Opinion

Stealing The Destiny Of  Nigerian Youths  Is Senator Ike Ekweremadu’s Moral Burden

The young man, who ratted Senator Ike Ekweremadu to British police, may be a bloody liar and opportunist, all dressed up to the nines to escape the shores of Nigeria. And I suspect that if he found himself in a position of power, he will act no differently than Ekweremadu. But that is neither here nor there.

Yes, we are a people without a moral compass.

That said, my issue today is that the considered opinion of Ekweremadu, who required a kidney for his kid, was to recruit an indigent youth, transport him out of Nigeria, and then arrange to have the poor boy’s kidney plucked. It did not go through for the reason mentioned earlier.

Senator Ekweremadu has been in government since 1999 but he has not contributed any meaningful structural development for his people in Enugu. Except to purse a personal ambition to become Igbo president. He’s reputed to have donated money toward the construction of many churches in Enugu; but none to build any standard hospital, or industry.

In Britain where he took his kid for kidney transplant, he would probably have been attended to, in their excellent medical facilities, by Nigerian nephrologists and such other specialists practicing in the diaspora. Isn’t it a shame that as a senator he never pulled enough influence to get a private or public facility set up in Nigeria? Perhaps, then, it would have been superfluous to travel to London in the first place. And I can bet that there are many Nigerian doctors abroad who did return home willingly and practise happily … if the power, facilities, and wherewithal were there.

Finally, I suspect the British health system may have something similar to what Americans enjoy here  – free terminal kidney care. This was started by Nixon and some powerhouse senators and representatives of the early 70s who considered that the cost of kidney disease care was too high to be borne by families alone. So they passed a bill and funded it – Medicare End-Stage Renal Disease (ESRD) Program which went into effect on July 1, 1973.

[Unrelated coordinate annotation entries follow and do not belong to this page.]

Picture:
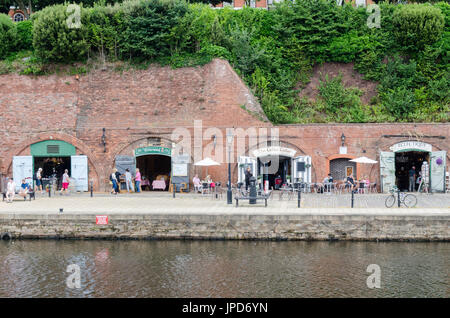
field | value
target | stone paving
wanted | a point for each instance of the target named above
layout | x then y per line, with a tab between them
163	202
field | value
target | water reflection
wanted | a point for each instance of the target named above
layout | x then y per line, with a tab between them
222	269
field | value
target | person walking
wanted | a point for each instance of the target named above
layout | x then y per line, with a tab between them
118	174
113	180
39	180
128	180
24	189
138	180
248	175
10	190
65	182
424	183
412	179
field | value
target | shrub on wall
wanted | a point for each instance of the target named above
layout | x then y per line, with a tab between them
148	27
417	25
56	37
8	36
25	35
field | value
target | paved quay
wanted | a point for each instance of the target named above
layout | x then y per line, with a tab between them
152	203
159	216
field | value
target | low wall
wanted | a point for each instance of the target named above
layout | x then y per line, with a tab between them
228	226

It is curious to me as an alien, that this specialist kidney care, is available to even the rich. No discrimination against the rich for this government program. Everywhere you go in the US you’d see standalone DaVita Dialysis Centers or Fresenius Kidney Care hospital networks which provide dialysis and such other care funded on that law.

UK Court Adjourns Ekweremadu’s Trial Over Organ Harvesting Allegation Till October 31

How long would Ekweremadu be in the senate before people-friendly progress such as those interests him? Any sympathy I may express here won’t be genuine. So I won’t bother. I have known too many young people who died in Nigeria for lack of the most basic medical care while Ekweremadu, Buhari, Tinubu, Atiku and their privileged class hop into planes to fly to London, Berlin, and Dubai for treatment for their old and tired bodies with gnarled hands grasping on to their privileges.

When Ekweremadu travelled out with that Nigerian youth to harvest his kidney to save his own daughter, it was one stick up too many – It was tantamount to transacting the “destiny” of the youth. This is aggravated by the fact that since the beginning of the Fourth Republic, 23 years ago, the executive and legislative arms of the various governments from General Obasanjo, Alhaji Musa Yar’Adua, Chief Goodluck Jonathan, up to the incumbent, Major General M. Buhari, none have increased the capacity of Nigeria’s youth for innovative and productive participation in a fast-paced technological world.

It is safe to wager that if the emigrated proposed kidney donor were a programmer in a Nigerian Silicon Valley, somewhere in our heads, he wouldn’t have given away his kidney for a pittance? Or for any price for that matter.

Our privileged class won’t learn. They are too far gone in iniquitous impunity. But the West can help us. If the British legal process prosecutes the Nigerian senator to the full extent of their laws –  as vigorously as they did with the corruption case of Governor James Ibori, who was convicted and served jail time there – and convict him for modern day slavery; then another red line of consequence is drawn for our masters when they travel offshore. Then, hopefully, something good can come out of this particular abuse of privilege.

Albert Ik Ngene, a retired community practice pharmacist and youth advocate, is PBA’s public interest analyst. He  writes from Atlanta.